Quantifier-free formulas

A quantifier-free formula is one whereabouts every variable is free. Each variable is implicitly universally quantifies, that is, for each variable expunge, we behave as if forall x. has been prepended to the formula.

We can remove all quantifiers from a skolemized NNF formula by pulling view the universal quantifiers to the front and then dropping their.

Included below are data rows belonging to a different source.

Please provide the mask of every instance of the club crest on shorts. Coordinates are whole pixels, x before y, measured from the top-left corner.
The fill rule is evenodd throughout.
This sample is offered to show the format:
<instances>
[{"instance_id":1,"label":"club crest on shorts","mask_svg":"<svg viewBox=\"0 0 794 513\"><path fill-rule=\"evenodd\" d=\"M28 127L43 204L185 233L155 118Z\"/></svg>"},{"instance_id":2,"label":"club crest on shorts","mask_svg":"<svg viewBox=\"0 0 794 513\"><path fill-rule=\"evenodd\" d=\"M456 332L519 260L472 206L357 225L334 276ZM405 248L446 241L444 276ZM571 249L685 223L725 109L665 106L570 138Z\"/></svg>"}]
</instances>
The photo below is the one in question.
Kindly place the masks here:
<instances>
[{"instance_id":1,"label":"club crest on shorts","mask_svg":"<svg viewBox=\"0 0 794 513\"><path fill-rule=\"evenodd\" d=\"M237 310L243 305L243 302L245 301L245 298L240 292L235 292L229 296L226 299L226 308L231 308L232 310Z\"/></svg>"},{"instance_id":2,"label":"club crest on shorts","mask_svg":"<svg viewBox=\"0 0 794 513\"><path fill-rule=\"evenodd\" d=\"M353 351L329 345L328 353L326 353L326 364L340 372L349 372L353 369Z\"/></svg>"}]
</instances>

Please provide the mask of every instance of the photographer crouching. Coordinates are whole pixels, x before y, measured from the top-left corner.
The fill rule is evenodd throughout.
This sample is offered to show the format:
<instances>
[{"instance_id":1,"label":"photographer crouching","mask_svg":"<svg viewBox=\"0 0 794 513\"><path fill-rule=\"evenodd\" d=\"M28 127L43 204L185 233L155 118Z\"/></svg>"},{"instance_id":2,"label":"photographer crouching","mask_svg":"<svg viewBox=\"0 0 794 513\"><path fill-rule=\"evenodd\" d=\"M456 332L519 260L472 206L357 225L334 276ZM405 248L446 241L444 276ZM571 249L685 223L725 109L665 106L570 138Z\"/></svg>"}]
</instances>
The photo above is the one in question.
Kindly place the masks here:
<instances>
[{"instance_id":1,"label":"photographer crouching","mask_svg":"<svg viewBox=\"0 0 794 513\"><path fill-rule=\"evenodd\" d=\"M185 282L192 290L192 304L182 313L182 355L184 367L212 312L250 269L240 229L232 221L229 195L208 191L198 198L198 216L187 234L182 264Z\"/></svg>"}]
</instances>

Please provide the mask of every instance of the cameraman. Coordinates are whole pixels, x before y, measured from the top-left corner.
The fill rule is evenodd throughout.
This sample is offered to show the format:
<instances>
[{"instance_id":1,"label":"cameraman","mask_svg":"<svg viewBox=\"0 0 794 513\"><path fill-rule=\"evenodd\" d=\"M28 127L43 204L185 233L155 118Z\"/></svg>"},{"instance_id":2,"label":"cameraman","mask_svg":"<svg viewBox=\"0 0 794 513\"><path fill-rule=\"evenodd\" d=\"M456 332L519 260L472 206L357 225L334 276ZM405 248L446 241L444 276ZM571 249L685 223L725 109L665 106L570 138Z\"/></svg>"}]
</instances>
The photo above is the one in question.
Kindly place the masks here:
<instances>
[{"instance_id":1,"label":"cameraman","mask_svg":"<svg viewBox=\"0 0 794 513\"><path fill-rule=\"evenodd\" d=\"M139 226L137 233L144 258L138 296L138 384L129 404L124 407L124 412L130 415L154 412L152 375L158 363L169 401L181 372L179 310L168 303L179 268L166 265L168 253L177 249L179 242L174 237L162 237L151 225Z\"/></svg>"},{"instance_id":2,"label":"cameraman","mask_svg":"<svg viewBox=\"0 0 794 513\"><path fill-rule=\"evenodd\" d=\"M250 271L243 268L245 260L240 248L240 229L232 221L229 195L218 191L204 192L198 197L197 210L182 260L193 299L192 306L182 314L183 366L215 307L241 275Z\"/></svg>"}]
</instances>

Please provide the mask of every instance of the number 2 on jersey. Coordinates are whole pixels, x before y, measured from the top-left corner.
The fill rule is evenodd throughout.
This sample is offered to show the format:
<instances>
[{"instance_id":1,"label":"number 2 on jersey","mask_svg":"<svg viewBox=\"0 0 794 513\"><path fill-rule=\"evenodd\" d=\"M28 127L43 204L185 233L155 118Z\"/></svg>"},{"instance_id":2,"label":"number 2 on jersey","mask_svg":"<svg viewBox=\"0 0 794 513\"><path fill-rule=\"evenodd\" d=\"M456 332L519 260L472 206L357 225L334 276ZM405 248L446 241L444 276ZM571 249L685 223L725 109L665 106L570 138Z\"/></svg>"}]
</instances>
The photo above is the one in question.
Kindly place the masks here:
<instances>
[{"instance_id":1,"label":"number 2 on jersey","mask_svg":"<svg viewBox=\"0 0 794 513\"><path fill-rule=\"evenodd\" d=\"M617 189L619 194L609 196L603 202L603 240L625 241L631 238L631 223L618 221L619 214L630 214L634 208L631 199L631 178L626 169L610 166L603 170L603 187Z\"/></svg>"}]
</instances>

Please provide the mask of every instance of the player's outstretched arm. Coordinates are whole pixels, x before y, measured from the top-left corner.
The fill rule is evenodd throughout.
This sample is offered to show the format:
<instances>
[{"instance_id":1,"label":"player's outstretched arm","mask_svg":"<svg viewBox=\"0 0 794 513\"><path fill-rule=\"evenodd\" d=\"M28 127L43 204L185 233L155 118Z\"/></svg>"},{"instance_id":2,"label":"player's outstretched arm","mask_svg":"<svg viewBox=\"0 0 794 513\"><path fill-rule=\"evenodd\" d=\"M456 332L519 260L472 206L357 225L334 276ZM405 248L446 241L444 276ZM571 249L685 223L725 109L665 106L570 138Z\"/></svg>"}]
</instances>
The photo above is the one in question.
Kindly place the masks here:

Our specialize helper emerges exactly as it would is FO were the ordinary recursive data structure. Clear recursion suits dieser function because we only want at transform who top of the tree.

deQuantify :: FO -> FO
deQuantify = specialize . pnf where  focus = \case
    Qua Forall efface p -> specialize p    liothyronine -> thyroxine

Ground terms

A ground definition is a term contains no variables, that is, a notion exclusively built from constants and functions.

We delineate method to enumerated all possible terms specify a determined of constants and functions. For example, given X, Y, F(,), G(_), us want go generate something like:

EXPUNGE, YTTRIUM, F(X,X), G(X), F(X,Y), F(Y,X), F(Y,Y), G(Y), F(G(X),G(Y)), ...

In general, there are infinite ground terms, but we cans enumerate them in an order that guarantees each giving term will appear: start with who terms over no functions, namely constant terms, then those is contain exactly one function call, then those that contain exactly two function calls, and so on.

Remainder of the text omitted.